Install the dependencies:

pip install chromadb requests

Chunking Strategy

The chunking function above deserves some discussion. Embedding models have a limited context window (typically 512 to 8,192 tokens), and even within that window, shorter texts tend to produce better embeddings — the meaning is more concentrated, less diluted by tangential content.

The strategy is:

Split at heading boundaries first. A section under an H2 heading is a natural semantic unit.
Respect paragraph boundaries within sections. Do not split mid-paragraph if possible.
Overlap chunks slightly (200 characters by default). This prevents information at chunk boundaries from being lost — if a key sentence straddles two chunks, the overlap ensures it appears fully in at least one.
Keep chunks around 1,000 characters (~150-200 words). This is long enough to capture a complete thought but short enough to produce focused embeddings.

If you are using a Zettelkasten-style vault with atomic notes, your notes may already be the right size for embedding. In that case, you can skip chunking entirely and embed each note as a single unit. This is actually the ideal scenario — we will explore it further in the next chapter.

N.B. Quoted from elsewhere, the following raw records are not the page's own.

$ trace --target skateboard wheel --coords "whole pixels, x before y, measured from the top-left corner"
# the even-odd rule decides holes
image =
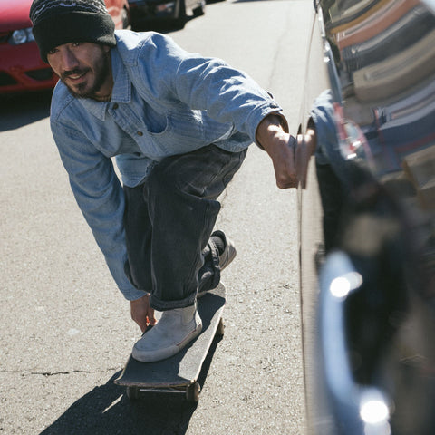
[[[139,399],[139,388],[138,387],[127,387],[127,397],[130,401],[137,401]]]
[[[192,383],[186,389],[186,399],[188,401],[198,403],[199,401],[199,392],[201,387],[198,382]]]
[[[222,337],[224,335],[224,332],[225,332],[224,319],[220,318],[219,324],[218,325],[218,329],[216,331],[216,334],[220,335]]]

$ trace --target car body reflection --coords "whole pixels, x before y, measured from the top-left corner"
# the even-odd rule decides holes
[[[299,191],[310,432],[432,434],[435,2],[314,1],[310,41],[301,130],[314,127],[317,150]],[[337,297],[350,276],[361,281]]]

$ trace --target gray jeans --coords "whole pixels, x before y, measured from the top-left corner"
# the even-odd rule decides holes
[[[218,255],[209,240],[220,210],[217,198],[246,154],[209,145],[165,158],[145,183],[124,187],[125,270],[134,286],[151,294],[154,309],[191,305],[198,289],[219,283]]]

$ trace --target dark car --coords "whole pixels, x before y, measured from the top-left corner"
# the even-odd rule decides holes
[[[133,30],[169,24],[183,28],[188,15],[204,14],[206,0],[129,0]]]
[[[129,25],[127,0],[105,0],[117,29]],[[44,63],[32,34],[32,0],[0,0],[0,94],[53,88],[57,76]]]
[[[435,3],[314,1],[299,190],[309,433],[435,433]]]

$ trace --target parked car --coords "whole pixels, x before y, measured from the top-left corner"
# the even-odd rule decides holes
[[[204,14],[206,0],[129,0],[133,30],[150,30],[156,24],[183,28],[188,15]]]
[[[313,2],[311,2],[313,3]],[[435,4],[315,0],[299,190],[309,433],[435,433]]]
[[[39,56],[32,34],[32,0],[0,0],[0,94],[53,88],[57,77]],[[127,0],[106,0],[116,28],[129,25]]]

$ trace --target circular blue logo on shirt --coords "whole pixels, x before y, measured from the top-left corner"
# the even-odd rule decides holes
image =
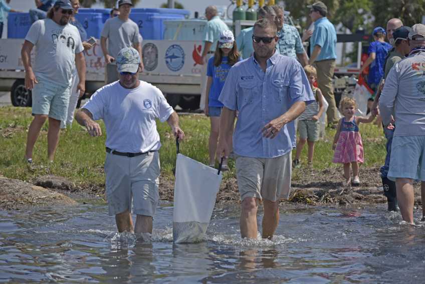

Querying Your Knowledge Base

With embeddings stored, you can now search by meaning:

#!/usr/bin/env python3
"""query_vault.py — Semantic search over your vault with local AI."""

import sys
import os
import requests
import chromadb
from chromadb.config import Settings
import textwrap

VAULT_PATH = os.environ.get("VAULT_PATH", os.path.expanduser("~/vault"))
CHROMA_PATH = os.environ.get("CHROMA_PATH", os.path.expanduser("~/vault/.chroma"))
OLLAMA_URL = "http://localhost:11434"
EMBED_MODEL = "nomic-embed-text"
CHAT_MODEL = "llama3.1:8b"

def get_embedding(text: str) -> list[float]:
    response = requests.post(
        f"{OLLAMA_URL}/api/embeddings",
        json={"model": EMBED_MODEL, "prompt": text}
    )
    response.raise_for_status()
    return response.json()["embedding"]

def search_similar(query: str, n_results: int = 5) -> list[dict]:
    """Find the most semantically similar chunks to the query."""
    client = chromadb.PersistentClient(
        path=CHROMA_PATH,
        settings=Settings(anonymized_telemetry=False)
    )
    collection = client.get_collection("vault_notes")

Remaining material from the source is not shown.